Note: This blog was originally posted at the Cato Institute's Cato at Liberty blog.

 

During the pandemic, many states halted residential evictions. Texas did not. The Lone Star State allowed landlords to use the legal eviction process to remove nonpaying tenants—until the federal government intervened. The Trump Administration, and now the Biden Administration, criminalized eviction. Yes, the Center for Disease Control and Prevention (CDC) made it a federal offense for a landlord to use the legal eviction process in state court.

That unprecedented executive action was premised on an inferential house of cards: if people are evicted, they will live in closer quarters, potentially spreading COVID-19. To avoid that speculative problem, the government banned landlords nationwide from using legal processes to remove tenants. The government literally made it a crime to file a petition in state court.

Lauren Terkel, a landlord in East Texas, challenged the CDC’s edict. And a federal judge declared that this action went beyond the scope of Congress’s enumerated powers. Cato agrees. We filed an amicus brief supporting Terkel before the U.S. Court of Appeals for the Fifth Circuit, joined by Professor Randy Barnett and the Reason Foundation, Individual Rights Foundation, and Independence Institute.
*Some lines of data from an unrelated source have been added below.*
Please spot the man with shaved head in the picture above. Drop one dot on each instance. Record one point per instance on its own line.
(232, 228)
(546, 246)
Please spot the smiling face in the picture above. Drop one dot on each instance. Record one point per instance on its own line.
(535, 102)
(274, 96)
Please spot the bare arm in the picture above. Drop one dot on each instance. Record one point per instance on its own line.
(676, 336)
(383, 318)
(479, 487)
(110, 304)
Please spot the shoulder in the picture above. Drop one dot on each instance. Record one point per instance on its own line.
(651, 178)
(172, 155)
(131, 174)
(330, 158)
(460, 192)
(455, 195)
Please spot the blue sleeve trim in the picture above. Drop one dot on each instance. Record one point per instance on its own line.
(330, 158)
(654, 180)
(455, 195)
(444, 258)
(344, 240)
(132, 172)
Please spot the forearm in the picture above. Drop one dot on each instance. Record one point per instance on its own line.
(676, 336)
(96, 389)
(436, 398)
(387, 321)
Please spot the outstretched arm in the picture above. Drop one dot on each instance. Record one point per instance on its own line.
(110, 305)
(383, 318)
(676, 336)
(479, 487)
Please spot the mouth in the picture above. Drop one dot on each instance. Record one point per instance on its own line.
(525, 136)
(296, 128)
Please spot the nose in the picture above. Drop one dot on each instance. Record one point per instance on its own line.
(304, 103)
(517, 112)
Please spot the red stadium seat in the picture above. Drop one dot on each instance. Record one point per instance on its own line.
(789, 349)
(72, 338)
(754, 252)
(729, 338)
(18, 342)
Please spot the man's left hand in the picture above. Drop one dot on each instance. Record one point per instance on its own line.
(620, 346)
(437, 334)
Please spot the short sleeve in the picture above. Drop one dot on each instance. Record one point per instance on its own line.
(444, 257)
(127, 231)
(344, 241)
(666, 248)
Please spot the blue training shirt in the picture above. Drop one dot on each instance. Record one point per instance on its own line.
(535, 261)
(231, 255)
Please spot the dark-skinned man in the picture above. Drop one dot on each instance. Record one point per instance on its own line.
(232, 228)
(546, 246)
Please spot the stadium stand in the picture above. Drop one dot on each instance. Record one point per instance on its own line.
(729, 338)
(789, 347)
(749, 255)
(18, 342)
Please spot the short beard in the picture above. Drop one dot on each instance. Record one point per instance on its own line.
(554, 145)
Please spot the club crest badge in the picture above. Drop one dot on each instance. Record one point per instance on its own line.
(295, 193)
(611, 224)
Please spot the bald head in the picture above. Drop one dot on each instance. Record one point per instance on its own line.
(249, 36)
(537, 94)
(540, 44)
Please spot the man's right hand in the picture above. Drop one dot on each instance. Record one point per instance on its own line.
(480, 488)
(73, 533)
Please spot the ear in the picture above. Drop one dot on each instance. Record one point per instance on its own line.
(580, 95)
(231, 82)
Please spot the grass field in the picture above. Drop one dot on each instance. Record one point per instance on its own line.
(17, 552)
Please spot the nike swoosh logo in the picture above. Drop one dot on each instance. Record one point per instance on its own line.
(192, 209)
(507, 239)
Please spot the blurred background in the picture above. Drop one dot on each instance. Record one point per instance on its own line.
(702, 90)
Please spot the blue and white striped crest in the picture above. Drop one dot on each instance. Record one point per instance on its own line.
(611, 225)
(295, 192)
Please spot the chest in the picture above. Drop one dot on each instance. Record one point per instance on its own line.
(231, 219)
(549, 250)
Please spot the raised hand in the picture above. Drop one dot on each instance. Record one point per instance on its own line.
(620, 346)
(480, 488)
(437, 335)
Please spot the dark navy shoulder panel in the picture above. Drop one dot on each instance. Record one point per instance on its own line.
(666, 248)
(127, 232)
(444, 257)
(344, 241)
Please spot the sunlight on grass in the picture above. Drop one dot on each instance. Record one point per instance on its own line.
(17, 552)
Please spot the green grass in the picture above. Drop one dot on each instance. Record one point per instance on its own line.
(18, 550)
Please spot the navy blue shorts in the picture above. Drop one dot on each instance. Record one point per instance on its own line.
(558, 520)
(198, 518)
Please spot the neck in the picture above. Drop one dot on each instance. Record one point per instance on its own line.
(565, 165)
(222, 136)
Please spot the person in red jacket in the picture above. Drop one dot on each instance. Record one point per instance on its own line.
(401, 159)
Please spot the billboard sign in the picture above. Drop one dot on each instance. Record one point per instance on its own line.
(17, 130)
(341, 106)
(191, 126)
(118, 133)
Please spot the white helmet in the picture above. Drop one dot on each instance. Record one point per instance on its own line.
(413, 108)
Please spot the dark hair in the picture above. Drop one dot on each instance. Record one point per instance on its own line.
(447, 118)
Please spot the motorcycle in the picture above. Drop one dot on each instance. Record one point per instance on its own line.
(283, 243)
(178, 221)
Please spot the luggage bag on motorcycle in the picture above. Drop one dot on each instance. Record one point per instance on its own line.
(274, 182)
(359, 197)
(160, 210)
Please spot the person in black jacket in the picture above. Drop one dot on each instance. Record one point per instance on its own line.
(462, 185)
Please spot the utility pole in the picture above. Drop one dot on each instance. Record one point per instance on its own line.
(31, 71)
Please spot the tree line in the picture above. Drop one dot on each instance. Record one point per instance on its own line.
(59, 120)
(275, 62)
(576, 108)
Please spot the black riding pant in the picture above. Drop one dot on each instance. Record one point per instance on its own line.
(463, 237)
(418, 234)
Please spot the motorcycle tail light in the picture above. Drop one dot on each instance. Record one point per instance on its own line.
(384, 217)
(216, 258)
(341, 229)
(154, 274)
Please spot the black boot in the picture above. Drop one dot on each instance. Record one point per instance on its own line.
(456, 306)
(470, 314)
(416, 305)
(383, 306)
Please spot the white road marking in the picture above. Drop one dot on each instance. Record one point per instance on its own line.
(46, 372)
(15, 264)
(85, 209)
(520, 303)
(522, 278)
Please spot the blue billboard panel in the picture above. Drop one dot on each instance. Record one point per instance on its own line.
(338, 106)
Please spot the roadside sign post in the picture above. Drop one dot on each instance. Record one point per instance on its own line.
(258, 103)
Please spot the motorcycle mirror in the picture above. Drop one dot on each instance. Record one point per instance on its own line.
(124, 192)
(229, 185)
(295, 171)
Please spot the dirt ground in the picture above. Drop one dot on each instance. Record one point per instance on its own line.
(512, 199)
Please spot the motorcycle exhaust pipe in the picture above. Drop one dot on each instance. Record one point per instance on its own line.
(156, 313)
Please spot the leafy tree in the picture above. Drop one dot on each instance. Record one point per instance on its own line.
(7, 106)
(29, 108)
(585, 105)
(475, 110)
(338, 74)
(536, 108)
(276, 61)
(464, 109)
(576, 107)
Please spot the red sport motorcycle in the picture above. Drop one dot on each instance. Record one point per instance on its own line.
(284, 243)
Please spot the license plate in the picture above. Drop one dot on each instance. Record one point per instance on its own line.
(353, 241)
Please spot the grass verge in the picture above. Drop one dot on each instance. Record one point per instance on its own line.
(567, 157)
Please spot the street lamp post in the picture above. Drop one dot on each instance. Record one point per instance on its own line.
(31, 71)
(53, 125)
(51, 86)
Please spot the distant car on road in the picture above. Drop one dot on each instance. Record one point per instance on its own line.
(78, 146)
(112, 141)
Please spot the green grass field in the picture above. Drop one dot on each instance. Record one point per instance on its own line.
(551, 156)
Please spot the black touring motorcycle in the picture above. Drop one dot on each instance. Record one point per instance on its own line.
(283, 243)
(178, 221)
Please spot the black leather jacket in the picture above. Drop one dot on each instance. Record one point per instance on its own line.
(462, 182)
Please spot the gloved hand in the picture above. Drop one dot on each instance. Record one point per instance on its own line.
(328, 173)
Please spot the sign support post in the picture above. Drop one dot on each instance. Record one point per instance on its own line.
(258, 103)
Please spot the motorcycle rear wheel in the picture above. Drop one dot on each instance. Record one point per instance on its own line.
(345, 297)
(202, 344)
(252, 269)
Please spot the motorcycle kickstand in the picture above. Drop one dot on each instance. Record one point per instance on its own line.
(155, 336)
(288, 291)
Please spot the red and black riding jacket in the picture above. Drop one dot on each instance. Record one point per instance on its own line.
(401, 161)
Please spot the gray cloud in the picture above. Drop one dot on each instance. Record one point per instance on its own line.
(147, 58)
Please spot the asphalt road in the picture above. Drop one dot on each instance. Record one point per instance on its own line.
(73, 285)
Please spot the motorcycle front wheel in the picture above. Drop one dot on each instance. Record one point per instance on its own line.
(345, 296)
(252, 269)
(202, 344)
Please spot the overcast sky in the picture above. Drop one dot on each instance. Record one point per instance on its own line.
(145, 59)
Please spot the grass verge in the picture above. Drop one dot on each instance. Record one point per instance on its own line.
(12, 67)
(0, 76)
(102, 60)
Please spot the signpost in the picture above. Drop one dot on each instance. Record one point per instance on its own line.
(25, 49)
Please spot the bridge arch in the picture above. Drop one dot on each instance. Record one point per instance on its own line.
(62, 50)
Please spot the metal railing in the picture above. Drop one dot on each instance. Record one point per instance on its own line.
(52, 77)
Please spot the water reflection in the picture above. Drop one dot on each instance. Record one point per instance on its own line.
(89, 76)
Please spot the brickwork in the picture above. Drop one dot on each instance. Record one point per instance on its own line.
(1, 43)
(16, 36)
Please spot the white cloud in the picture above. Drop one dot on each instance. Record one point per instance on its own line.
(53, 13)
This case involves constitutional structures of vital importance to individual liberty: federalism and the separation of powers. The federal government simply lacks the power to regulate the process of eviction in state courts.
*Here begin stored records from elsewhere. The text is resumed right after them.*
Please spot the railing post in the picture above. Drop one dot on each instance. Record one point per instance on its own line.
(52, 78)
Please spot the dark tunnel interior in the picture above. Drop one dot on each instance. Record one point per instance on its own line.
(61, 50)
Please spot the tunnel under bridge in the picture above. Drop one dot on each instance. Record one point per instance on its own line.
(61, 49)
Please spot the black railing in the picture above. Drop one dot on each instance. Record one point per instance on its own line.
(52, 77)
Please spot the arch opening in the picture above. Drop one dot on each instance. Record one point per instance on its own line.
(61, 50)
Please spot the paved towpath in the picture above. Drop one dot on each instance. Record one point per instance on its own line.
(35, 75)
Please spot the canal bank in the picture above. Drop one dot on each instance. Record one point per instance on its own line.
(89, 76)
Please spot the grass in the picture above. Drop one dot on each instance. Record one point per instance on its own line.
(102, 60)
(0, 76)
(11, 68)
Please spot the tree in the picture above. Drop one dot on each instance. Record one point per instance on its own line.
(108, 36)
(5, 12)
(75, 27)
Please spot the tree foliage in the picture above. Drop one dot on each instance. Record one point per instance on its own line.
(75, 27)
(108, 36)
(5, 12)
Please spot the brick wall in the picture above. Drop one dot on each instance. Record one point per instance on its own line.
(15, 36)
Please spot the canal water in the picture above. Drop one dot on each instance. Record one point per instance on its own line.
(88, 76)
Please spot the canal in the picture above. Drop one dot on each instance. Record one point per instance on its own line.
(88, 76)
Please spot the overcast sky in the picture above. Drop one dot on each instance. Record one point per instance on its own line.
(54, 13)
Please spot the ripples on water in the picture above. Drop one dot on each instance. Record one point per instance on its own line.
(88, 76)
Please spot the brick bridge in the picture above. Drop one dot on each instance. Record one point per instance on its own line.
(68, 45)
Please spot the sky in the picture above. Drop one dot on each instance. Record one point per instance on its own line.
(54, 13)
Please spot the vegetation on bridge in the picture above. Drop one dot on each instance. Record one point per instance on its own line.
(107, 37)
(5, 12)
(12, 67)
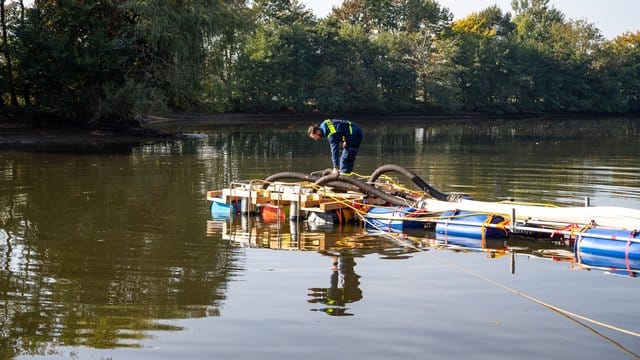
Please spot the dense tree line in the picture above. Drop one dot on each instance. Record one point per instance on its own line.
(114, 61)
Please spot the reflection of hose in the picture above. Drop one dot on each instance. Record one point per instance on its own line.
(412, 176)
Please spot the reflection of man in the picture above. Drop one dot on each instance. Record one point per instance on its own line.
(344, 289)
(339, 132)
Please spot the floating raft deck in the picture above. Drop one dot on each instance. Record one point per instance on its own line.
(383, 204)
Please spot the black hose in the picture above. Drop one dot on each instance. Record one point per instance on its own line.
(364, 188)
(412, 176)
(311, 178)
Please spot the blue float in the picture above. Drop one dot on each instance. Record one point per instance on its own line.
(395, 219)
(471, 225)
(610, 248)
(221, 209)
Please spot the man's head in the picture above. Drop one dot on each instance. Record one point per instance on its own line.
(314, 132)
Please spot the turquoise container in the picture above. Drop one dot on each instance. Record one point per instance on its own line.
(394, 219)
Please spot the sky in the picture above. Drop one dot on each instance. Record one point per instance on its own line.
(612, 17)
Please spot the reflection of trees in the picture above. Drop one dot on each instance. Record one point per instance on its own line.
(344, 287)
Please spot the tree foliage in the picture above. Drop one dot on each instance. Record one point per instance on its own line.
(112, 62)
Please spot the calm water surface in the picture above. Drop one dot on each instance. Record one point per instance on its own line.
(116, 255)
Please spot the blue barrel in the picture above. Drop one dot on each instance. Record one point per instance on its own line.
(470, 225)
(608, 248)
(395, 219)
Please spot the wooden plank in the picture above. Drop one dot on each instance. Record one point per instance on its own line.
(328, 206)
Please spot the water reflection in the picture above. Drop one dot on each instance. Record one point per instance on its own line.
(344, 287)
(103, 250)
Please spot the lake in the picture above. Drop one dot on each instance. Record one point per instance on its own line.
(116, 255)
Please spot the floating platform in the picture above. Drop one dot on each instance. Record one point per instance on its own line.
(601, 235)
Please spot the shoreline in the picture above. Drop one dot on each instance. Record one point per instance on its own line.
(17, 136)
Under modern Supreme Court jurisprudence, Congress can rely on the implied power to regulate intrastate economic activity that, in the aggregate, has a substantial effect on interstate commerce. That so‐​called substantial effects test, however, does not apply to noneconomic activity. The Court has upheld Commerce Clause regulation of intrastate activity only where that activity is economic in nature.

The legal process of eviction is not economic in nature. An eviction cannot be produced, distributed, or consumed. It cannot be sold, exchanged, or bartered on any marketplace. Indeed, it would be insulting to describe a judicial process as having an “apparent commercial character.” You can buy wheat and weed, but you can’t buy a writ of possession. Congress lacks the power to criminalize this legal process of eviction, which is not an “economic activity.”

Moreover, the Necessary and Proper Clause doesn’t empower Congress to criminalize the legal process. This regulation of intrastate noneconomic activity must be both a necessary and a proper exercise of federal power. As Chief Justice John Roberts wrote in NFIB v. Sebelius (the first Obamacare case), the Constitution “does not license the exercise of any ‘great substantive and independent power[s]’ beyond those specifically enumerated.”

Accordingly, the unprecedented moratorium is not proper because it denies access to the state courts, intrudes on the sovereignty of state judiciaries, and distorts political accountability. This federal order cannot be saved by the Necessary and Proper Clause, what Justice Antonin Scalia called “the last, best hope of those who defend ultra vires congressional action.”

Despite the federal government’s never‐​ending quest to aggrandize its own authority at the expense of state autonomy, there still exists a line, as the Supreme Court put it 25 years ago in the seminal federalism case United States v. Lopez, “between what is truly national and what is truly local.” The legal process of eviction in state court is deeply rooted on the “truly local” side of that line.